If only it were easy.

The first thing I had to do was to unroll where I was in the processing so that I'd pause what I was doing (or trying to do) when an error with the service was detected. That didn't take too long, but I wanted to make sure I didn't put in the logical equivalent of the goto statement, so it took a little bit of work to handle it properly.

Once that was done I needed to have the main thread detect this condition and then close/re-open the connection. Here's where I really started to run into problems. While the code appeared to be what I needed, I would get just a few attempts and then a double free core dump. Every time. And it was always in the vendor's API code. It seemed that no matter what I did there was no way to avoid this problem. Crud.

So what if I tried to "go around the horn" and exit the app with an error condition and then have the guardian script that started the app, and restarts it in the case of a core dump would see this and restart the app. That's OK, but what if it fails right away? Well... that's the problem. So what I tried next was to put a retry loop on the creation of the connection to the service. Maybe that would work.

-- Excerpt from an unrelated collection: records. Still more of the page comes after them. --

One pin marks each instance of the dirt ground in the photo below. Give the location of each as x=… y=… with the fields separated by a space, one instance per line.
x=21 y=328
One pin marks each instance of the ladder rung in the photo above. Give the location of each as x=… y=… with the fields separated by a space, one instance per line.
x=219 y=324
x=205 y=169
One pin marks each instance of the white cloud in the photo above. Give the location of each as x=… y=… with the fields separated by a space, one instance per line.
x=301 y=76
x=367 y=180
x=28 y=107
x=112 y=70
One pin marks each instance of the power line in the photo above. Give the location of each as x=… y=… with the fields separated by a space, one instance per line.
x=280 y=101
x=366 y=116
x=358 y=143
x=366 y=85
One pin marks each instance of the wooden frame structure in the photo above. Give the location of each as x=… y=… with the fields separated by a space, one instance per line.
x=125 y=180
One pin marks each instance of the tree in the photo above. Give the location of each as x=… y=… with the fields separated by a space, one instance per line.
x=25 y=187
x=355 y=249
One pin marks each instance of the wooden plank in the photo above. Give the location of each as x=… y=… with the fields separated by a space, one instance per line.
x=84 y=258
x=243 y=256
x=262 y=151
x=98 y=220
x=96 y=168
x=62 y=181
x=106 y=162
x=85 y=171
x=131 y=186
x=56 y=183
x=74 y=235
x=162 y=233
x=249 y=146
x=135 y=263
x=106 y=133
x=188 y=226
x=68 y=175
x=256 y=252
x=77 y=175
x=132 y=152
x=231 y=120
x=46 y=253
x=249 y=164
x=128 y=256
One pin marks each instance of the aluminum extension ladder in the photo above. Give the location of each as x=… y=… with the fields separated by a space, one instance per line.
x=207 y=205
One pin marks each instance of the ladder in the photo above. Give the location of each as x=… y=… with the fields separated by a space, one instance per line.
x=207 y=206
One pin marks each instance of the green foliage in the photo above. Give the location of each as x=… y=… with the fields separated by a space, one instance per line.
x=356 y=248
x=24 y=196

Better. It seems that so long as the connection isn't ever really made, you can call the open() call as many times as you need to get the job done. I'm getting a lot closer. Now that I have a way to exit the app with an error and restart it with a retry loop all I had to do was to make sure we didn't litter the directory with core files. The final problem was that trying to close a troubled connection lead to the same double frees that I was getting in the first place.

So I had to put in even more logic to the wrapper classes on the vendor's API so that I could be assured that the application could exit cleanly and then the restart would take care of waiting until the service was up again.

Finally I had something. It took a few hours, but in the end I have a system that's fault-tolerant to the vendor's service restarts and that's what I wanted to build today. It's going to make it much stronger a system. Good news.